Not that it’s the only market, Taylor is eyeing, with a US launch date to come after the presidential election wraps up.

A different strategy

Douugh is clearly already demonstrating a very different tack in its approach.

While others spent years going through the exhaustive process of gathering a banking licence, Douugh has skipped that, instead deciding to partner with local banks. In Australia, it’s already signed a deal with Regional Australia Bank which will see it have a similar structure to Up, partnered with Bendigo and Adelaide Bank.

“We give that banking as a service partner exclusivity on the deposits. They provide us, if you like, with the bank account and the issuance of debit card. Mastercard gives us the exclusive debit rails on top of which we can build,” Taylor said.
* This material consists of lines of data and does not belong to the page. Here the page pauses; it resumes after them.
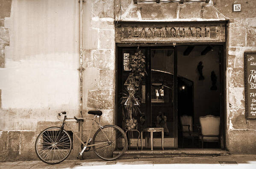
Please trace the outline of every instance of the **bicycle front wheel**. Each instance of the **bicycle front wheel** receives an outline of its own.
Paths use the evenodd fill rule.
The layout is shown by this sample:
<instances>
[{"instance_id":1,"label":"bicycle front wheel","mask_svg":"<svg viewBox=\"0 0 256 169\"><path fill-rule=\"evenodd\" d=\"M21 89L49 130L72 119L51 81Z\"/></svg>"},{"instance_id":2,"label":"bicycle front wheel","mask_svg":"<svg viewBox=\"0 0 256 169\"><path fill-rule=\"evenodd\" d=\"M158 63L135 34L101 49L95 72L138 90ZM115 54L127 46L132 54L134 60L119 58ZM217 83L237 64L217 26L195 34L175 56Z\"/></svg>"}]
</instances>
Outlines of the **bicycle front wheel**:
<instances>
[{"instance_id":1,"label":"bicycle front wheel","mask_svg":"<svg viewBox=\"0 0 256 169\"><path fill-rule=\"evenodd\" d=\"M38 135L35 148L38 157L43 162L55 164L64 161L68 156L72 147L71 137L59 127L47 128Z\"/></svg>"},{"instance_id":2,"label":"bicycle front wheel","mask_svg":"<svg viewBox=\"0 0 256 169\"><path fill-rule=\"evenodd\" d=\"M94 135L92 144L98 144L93 146L93 150L99 157L106 160L120 157L126 151L128 145L124 132L115 125L105 126L99 129ZM114 154L115 150L118 153Z\"/></svg>"}]
</instances>

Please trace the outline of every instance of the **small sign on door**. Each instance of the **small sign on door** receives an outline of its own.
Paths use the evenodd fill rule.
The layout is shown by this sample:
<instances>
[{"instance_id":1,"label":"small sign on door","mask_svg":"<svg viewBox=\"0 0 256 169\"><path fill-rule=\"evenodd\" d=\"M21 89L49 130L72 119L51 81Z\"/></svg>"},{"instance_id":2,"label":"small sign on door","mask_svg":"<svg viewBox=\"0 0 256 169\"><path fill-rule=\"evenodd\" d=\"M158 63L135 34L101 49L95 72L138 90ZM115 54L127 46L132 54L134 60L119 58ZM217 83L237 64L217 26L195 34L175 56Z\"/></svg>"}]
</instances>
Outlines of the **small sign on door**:
<instances>
[{"instance_id":1,"label":"small sign on door","mask_svg":"<svg viewBox=\"0 0 256 169\"><path fill-rule=\"evenodd\" d=\"M129 71L131 70L129 68L129 57L130 54L129 53L124 53L124 70L125 71Z\"/></svg>"}]
</instances>

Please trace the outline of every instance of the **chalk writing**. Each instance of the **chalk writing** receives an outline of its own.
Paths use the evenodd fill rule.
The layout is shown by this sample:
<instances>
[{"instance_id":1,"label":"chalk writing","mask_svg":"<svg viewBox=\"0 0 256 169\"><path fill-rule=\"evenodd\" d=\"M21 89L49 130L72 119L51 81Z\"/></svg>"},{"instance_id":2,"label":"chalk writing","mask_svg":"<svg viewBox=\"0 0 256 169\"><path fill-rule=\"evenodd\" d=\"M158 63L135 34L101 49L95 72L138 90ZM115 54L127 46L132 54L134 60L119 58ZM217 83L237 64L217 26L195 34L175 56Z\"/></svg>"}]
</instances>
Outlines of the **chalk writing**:
<instances>
[{"instance_id":1,"label":"chalk writing","mask_svg":"<svg viewBox=\"0 0 256 169\"><path fill-rule=\"evenodd\" d=\"M254 60L254 57L252 56L251 56L248 59L248 61L252 61Z\"/></svg>"},{"instance_id":2,"label":"chalk writing","mask_svg":"<svg viewBox=\"0 0 256 169\"><path fill-rule=\"evenodd\" d=\"M245 113L247 118L256 118L256 54L244 56Z\"/></svg>"}]
</instances>

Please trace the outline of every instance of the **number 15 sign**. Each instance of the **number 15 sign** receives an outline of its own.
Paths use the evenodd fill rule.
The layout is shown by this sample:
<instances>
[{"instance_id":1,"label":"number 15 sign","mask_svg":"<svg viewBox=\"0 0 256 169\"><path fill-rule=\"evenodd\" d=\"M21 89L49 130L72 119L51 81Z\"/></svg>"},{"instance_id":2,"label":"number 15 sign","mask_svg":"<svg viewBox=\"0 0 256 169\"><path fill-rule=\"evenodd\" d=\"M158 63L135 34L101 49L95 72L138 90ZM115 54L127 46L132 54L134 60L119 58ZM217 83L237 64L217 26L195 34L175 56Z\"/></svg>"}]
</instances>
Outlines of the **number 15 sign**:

Douugh’s approach will be to strike an exclusive relationship with a provider and then build a Douugh tool, as opposed to what Taylor says other neobanks do, which is to plug in existing products.

Not even its ASX arrival was conventional, taking place via a reverse takeover (RTO), whereby it took control of a defunct listing so that it could expedite the process of going public.

While Australians will have to wait until “early 2021” to actually take Douugh for a test drive, investors at least appear to like the line it’s taking.

Its Equitise crowdfunding round was filled within an hour of going live, raising $780,000 back in August. Meanwhile since going live on the ASX, its share price has quintupled to 30 cents per share, as it bounces around.

“Being a hot stock in a hot sector will obviously bring volatility. Our job is to keep working as we always have to get Douugh into US customer’s hands in the next few weeks – that’s how we will deliver value to our shareholders,” Taylor said.

That’s when consumers will finally be able to see if Douugh is set to rise or fall.